= Flow-through share =

A flow-through share (FTS) is a Canadian tax-based financing incentive that is available to, among others, the mining sector. A FTS is a type of share issued by a corporation to a taxpayer, pursuant to an agreement with the corporation under which the issuing corporation agrees to incur eligible exploration expenses in an amount up to the consideration paid by the taxpayer for the shares.

The corporation “renounces” to the taxpayer an amount in respect of the expenditures so that the exploration and development expenses are considered to be the taxpayer's expenses for tax purposes. As a result of the corporation renouncing the expenses, the shareholder can deduct the expenses as if incurred directly.

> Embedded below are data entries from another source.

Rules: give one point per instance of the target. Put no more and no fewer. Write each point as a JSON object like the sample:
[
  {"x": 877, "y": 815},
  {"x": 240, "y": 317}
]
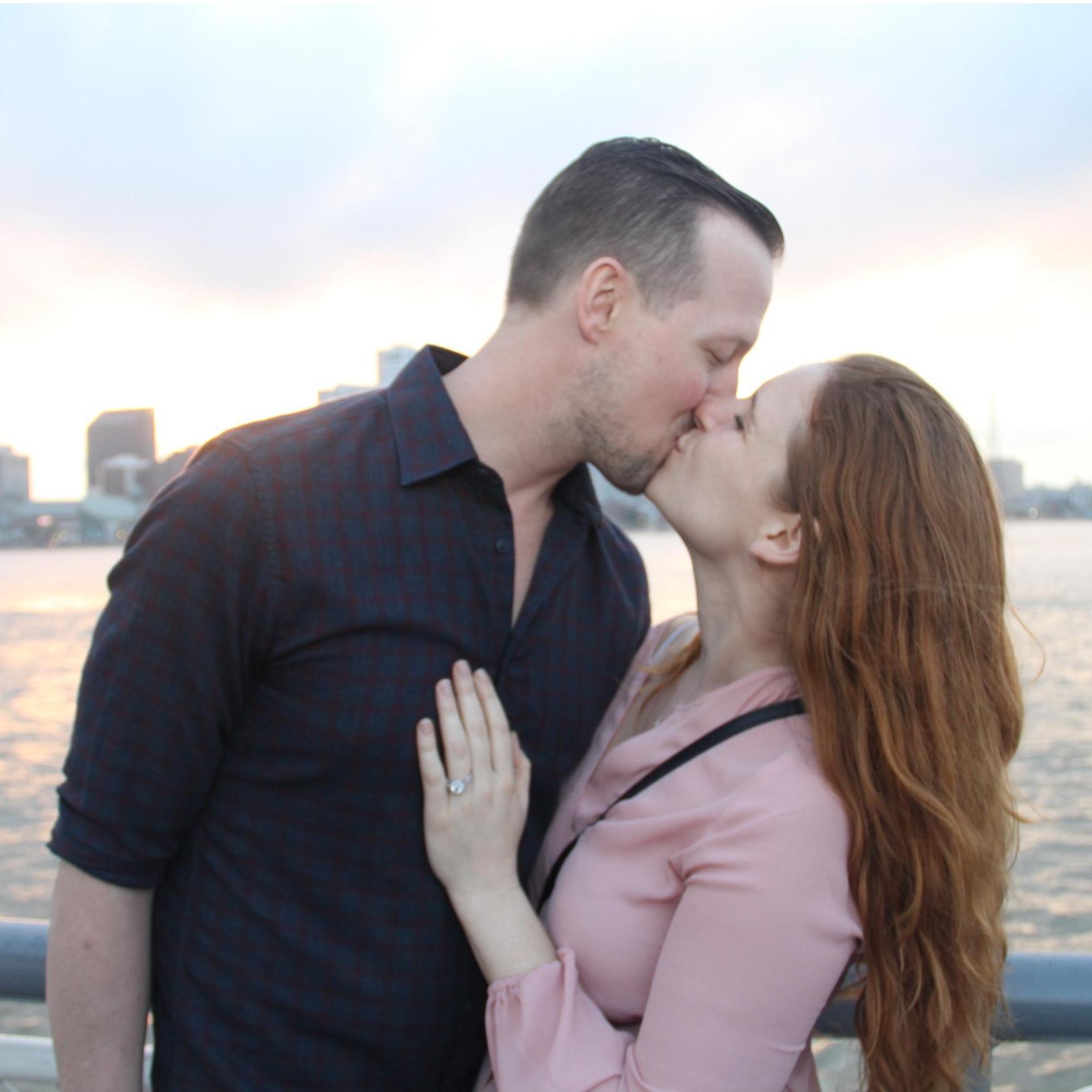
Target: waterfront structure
[
  {"x": 173, "y": 466},
  {"x": 98, "y": 520},
  {"x": 624, "y": 508},
  {"x": 14, "y": 476},
  {"x": 119, "y": 433},
  {"x": 127, "y": 476},
  {"x": 393, "y": 360},
  {"x": 341, "y": 391},
  {"x": 1008, "y": 478}
]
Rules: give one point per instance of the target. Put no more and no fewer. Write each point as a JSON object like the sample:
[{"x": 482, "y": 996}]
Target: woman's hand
[{"x": 472, "y": 836}]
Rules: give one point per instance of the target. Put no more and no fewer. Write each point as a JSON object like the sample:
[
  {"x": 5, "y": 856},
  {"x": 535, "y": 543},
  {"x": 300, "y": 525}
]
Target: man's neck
[{"x": 510, "y": 398}]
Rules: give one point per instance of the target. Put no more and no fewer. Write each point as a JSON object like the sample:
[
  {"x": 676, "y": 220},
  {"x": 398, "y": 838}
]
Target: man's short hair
[{"x": 636, "y": 200}]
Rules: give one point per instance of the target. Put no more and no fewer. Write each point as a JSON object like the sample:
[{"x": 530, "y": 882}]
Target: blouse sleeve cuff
[{"x": 542, "y": 1026}]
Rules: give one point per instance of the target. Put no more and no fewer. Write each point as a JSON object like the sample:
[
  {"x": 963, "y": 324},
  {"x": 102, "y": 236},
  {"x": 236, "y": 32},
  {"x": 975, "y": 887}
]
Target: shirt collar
[
  {"x": 428, "y": 435},
  {"x": 430, "y": 438}
]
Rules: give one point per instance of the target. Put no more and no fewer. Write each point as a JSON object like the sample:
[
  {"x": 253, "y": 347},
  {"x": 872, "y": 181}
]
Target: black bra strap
[{"x": 776, "y": 712}]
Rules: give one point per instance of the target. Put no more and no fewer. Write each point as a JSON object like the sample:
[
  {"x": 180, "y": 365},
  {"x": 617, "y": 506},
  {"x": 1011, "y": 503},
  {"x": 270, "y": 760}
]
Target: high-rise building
[
  {"x": 393, "y": 360},
  {"x": 119, "y": 433},
  {"x": 1008, "y": 476},
  {"x": 14, "y": 476}
]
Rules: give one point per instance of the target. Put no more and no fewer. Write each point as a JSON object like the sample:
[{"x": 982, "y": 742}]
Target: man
[{"x": 239, "y": 825}]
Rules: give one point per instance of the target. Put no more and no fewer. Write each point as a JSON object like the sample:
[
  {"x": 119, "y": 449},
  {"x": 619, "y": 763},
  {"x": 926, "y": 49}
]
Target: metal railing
[{"x": 1049, "y": 997}]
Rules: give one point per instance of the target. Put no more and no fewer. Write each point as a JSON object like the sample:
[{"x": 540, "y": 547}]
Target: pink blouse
[{"x": 701, "y": 928}]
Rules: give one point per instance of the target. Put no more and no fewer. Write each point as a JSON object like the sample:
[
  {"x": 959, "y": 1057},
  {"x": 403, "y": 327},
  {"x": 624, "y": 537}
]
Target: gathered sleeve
[{"x": 761, "y": 938}]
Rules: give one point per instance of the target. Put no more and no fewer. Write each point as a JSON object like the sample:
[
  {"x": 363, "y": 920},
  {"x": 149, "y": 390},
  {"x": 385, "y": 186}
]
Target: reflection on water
[{"x": 49, "y": 602}]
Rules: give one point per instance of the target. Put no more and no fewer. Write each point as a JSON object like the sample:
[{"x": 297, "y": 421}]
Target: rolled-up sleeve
[
  {"x": 187, "y": 625},
  {"x": 761, "y": 937}
]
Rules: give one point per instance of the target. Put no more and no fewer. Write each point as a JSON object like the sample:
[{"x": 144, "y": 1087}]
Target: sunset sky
[{"x": 219, "y": 211}]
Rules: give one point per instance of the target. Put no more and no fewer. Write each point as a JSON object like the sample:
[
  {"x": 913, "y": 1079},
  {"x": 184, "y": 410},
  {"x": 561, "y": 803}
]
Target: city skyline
[{"x": 216, "y": 212}]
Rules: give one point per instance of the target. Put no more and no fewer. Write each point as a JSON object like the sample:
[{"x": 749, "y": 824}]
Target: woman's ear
[{"x": 779, "y": 542}]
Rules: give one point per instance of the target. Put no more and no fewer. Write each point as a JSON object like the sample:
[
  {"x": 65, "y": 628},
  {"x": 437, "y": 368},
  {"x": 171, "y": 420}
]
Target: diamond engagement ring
[{"x": 459, "y": 785}]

This is a unique structure that mineral exploration firms in Canada frequently use and encourages charitable gifting.

== Impact ==
According to Canada Revenue Agency (CRA) “Certain corporations in the mining, oil and gas, and renewable energy and energy conservation sectors may issue FTSs to help finance their exploration and project development activities. The FTSs must be newly issued shares that have the attributes generally attached to common shares.

Junior resource corporations often have difficulty raising capital to finance their exploration and development activities. Moreover, many are in a non-taxable position and do not need to deduct their resource expenses. The FTS mechanism allows the issuer corporation to transfer the resource expenses to the investor. A junior resource corporation, in particular, benefits greatly from FTS financing.

When flow-through shares are donated, a lower after-tax cost of giving is achieved. The flow through donation financing structure helps senior Canadian philanthropists significantly reduce the after-tax cost of their charitable gifts while ensuring the charity chosen by the donor receives the full pledge amount immediately on closing and net of all fees and expenses.

== Structure ==
The FTS program provides tax incentives to investors who acquire FTSs by allowing:

- deductions for resource expenses renounced by eligible corporations; and
- investment tax credits for individuals (excluding trusts) on resource expenses in the mining sector that qualify as flow-through mining expenditures.

The Canada Revenue Agency (CRA) reviews all FTS arrangements. Audits are carried out to monitor the program.

The process involves the simultaneous subscription to flow through shares, thus accessing the Canadian Exploration Expense (CEE) and associated investment tax credit benefits, donation of the shares to the charity of the donors choice, and the sale by the charity of the shares to institutional investors which enables the original donor to receive a donation tax receipt.

There are four main providers of this service in Canada including WCPD, PearTree Canada, Oberon Capital Corporation, and Ber Tov Capital.